Türkiye Ayakkabı Sanayicileri Derneği Başkanı Berke İçten ise jeopolitik risklere dikkat çekerek “Yeni yüzyılda Mustafa Kemal Atatürk’ün ‘Yurtta sulh cihanda sulh’ sözüne sıkıca sarılmalıyız. Zaten ekonomik dalgalanmalar belirsiz bir tablo çiziyor. Buna bölgemizde yaşanan çatışmalar da artınca öngörülemezlik artıyor. Biz yeni yüzyılda öngörülebilir günler bekliyoruz” dedi.
Dünyaca ünlü ekonomistler ise son yıllarda dünya ekonomisinde yeniden devletçi ekonomi modellerine geçişe vurgu yapıyor. Türkiye’de de ekonomistlerin dikkat çektiği konulardan biri bu. Prof. Dr. Esfender Korkmaz da bu konuya dikkat çekerek, “Türkiye ikinci yüzyılda küreselleşmenin getirdiği zararlı politikalardan vazgeçmeli.

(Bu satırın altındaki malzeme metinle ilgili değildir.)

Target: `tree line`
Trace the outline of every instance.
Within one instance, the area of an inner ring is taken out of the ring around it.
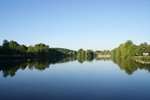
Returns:
[[[111,51],[112,57],[129,58],[133,56],[150,56],[150,45],[146,42],[140,45],[135,45],[131,40],[120,44],[117,48]]]
[[[50,48],[49,45],[39,43],[35,45],[26,46],[19,44],[16,41],[4,40],[0,45],[0,59],[3,58],[35,58],[35,57],[50,57],[62,58],[72,57],[72,59],[91,60],[94,59],[95,52],[92,50],[79,49],[78,51],[65,48]]]
[[[85,60],[98,59],[100,57],[112,58],[128,58],[133,56],[150,56],[150,45],[147,43],[141,43],[140,45],[135,45],[131,40],[120,44],[117,48],[113,50],[83,50],[82,48],[78,51],[65,49],[65,48],[50,48],[49,45],[44,43],[39,43],[35,45],[26,46],[24,44],[19,44],[16,41],[4,40],[3,44],[0,45],[0,58],[8,57],[51,57],[51,58],[61,58],[61,57],[72,57],[72,59],[78,59],[80,62]]]

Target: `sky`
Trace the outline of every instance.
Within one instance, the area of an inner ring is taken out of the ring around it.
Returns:
[[[150,0],[0,0],[0,44],[78,50],[150,43]]]

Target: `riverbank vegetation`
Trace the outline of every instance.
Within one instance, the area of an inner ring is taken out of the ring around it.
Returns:
[[[78,51],[65,49],[65,48],[50,48],[49,45],[39,43],[35,45],[26,46],[19,44],[16,41],[4,40],[0,45],[0,59],[29,59],[29,58],[64,58],[71,57],[72,60],[92,61],[101,58],[122,58],[122,59],[139,59],[150,60],[150,45],[147,43],[141,43],[135,45],[132,41],[128,40],[125,43],[120,44],[113,50],[83,50]]]

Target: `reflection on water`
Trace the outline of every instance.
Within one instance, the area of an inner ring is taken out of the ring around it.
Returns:
[[[7,76],[15,76],[17,70],[21,69],[24,70],[26,68],[30,70],[45,70],[46,68],[49,68],[51,64],[57,64],[57,63],[66,63],[70,61],[78,61],[79,63],[83,63],[85,61],[92,62],[94,59],[86,59],[86,58],[72,58],[72,57],[66,57],[61,59],[31,59],[31,60],[12,60],[12,61],[3,61],[0,62],[0,72],[3,73],[4,77]],[[138,69],[144,69],[150,72],[150,65],[147,64],[140,64],[132,59],[110,59],[110,58],[96,58],[96,61],[104,60],[112,60],[115,64],[119,66],[121,70],[124,70],[127,74],[131,75],[133,72],[135,72]]]
[[[150,72],[150,64],[137,63],[133,59],[115,58],[112,61],[115,64],[117,64],[121,70],[124,70],[129,75],[133,74],[133,72],[135,72],[138,69],[140,69],[140,70],[144,69],[144,70],[148,70],[148,72]]]

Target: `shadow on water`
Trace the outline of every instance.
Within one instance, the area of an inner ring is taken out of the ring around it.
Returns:
[[[25,70],[26,68],[30,70],[45,70],[49,68],[52,64],[67,63],[71,61],[78,61],[83,63],[85,61],[92,62],[94,58],[74,58],[74,57],[64,57],[64,58],[39,58],[39,59],[28,59],[28,60],[9,60],[0,62],[0,72],[3,77],[15,76],[18,70]],[[124,70],[127,74],[131,75],[138,69],[148,70],[150,72],[150,65],[140,64],[132,59],[120,59],[120,58],[95,58],[96,61],[110,61],[112,60],[115,64],[119,66],[121,70]]]
[[[128,58],[113,58],[112,61],[124,70],[128,75],[132,75],[137,70],[147,70],[150,72],[150,64],[138,63],[135,60]]]

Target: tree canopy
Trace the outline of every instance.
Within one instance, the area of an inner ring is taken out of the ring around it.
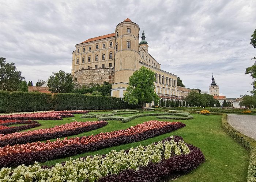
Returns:
[[[21,72],[16,70],[14,63],[7,63],[5,60],[0,58],[0,90],[19,90],[24,78],[21,76]]]
[[[52,74],[48,79],[49,91],[52,93],[69,93],[73,90],[75,83],[70,73],[60,70]]]
[[[185,85],[182,83],[182,80],[180,78],[180,77],[177,77],[177,86],[185,87]]]
[[[155,73],[144,66],[135,71],[129,79],[129,85],[124,93],[124,100],[129,104],[141,104],[153,101],[158,103],[159,97],[155,92]]]

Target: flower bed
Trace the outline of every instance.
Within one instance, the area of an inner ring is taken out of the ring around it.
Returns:
[[[61,120],[62,118],[74,117],[71,114],[44,113],[20,114],[15,115],[2,115],[0,116],[2,120]]]
[[[208,116],[210,115],[210,112],[208,110],[202,110],[200,111],[200,114],[201,115]]]
[[[6,126],[16,124],[28,124],[18,126]],[[5,135],[10,133],[17,132],[24,130],[35,128],[41,126],[36,121],[25,121],[22,120],[0,120],[0,135]]]
[[[126,130],[54,142],[38,142],[0,148],[0,167],[45,162],[88,151],[133,142],[171,132],[184,127],[180,122],[151,120]]]
[[[108,122],[105,121],[75,121],[65,124],[56,126],[52,128],[40,129],[19,133],[14,133],[8,135],[0,135],[0,146],[8,145],[26,143],[38,141],[48,140],[67,136],[77,135],[89,131],[106,125]]]
[[[204,161],[199,149],[182,139],[172,136],[128,150],[112,150],[106,155],[71,158],[50,167],[41,166],[37,162],[13,170],[3,168],[0,179],[25,181],[158,181],[173,172],[187,173]]]

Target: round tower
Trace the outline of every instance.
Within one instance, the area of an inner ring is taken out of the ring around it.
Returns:
[[[115,83],[128,84],[129,78],[139,68],[139,25],[128,18],[116,28]]]

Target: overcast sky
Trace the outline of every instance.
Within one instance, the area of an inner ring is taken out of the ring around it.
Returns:
[[[127,17],[140,26],[140,37],[144,29],[161,69],[186,87],[208,90],[213,73],[221,95],[252,90],[244,73],[256,56],[249,44],[254,0],[0,0],[0,57],[35,85],[60,69],[71,72],[75,44],[114,33]]]

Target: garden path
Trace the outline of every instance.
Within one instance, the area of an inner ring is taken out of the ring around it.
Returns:
[[[256,116],[228,114],[227,122],[241,133],[256,140]]]

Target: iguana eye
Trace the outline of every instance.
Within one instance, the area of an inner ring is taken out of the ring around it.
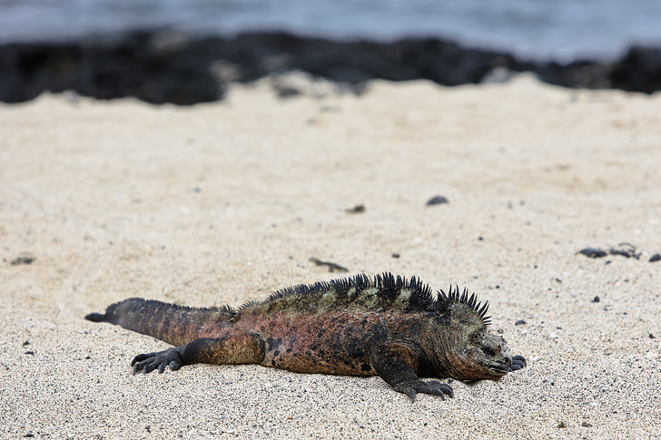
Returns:
[[[485,355],[487,355],[487,356],[496,356],[496,352],[495,352],[495,351],[493,351],[493,350],[492,350],[491,348],[489,348],[488,347],[482,347],[482,353],[484,353],[484,354],[485,354]]]

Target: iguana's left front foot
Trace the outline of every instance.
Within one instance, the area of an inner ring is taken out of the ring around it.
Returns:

Ülkenin bir kalkınma modeli olmalı bu modelin esası da planlama ve devletçilik olmalı. Altyapı yatırımlarını devlet yapmalı. Özelleştirilmiş devlet tekelleri yeniden kamulaştırılmalı. Bazı sektörlerde özellikle gıda ve temel ihtiyaç maddelerinde devletin piyasaya girmesi gerekiyor. Bütçeden popülist harcamaları kaldırmalı bu bütçe ile her ilde bir üretim tesisi kurmalı. Burada çalışanların ücretleri kısmen hisse senedi olarak ödenmeli. Her bölgede halkın bir fabrikası olmalı. İşletme ve sermaye tabana yayılmalı” dedi.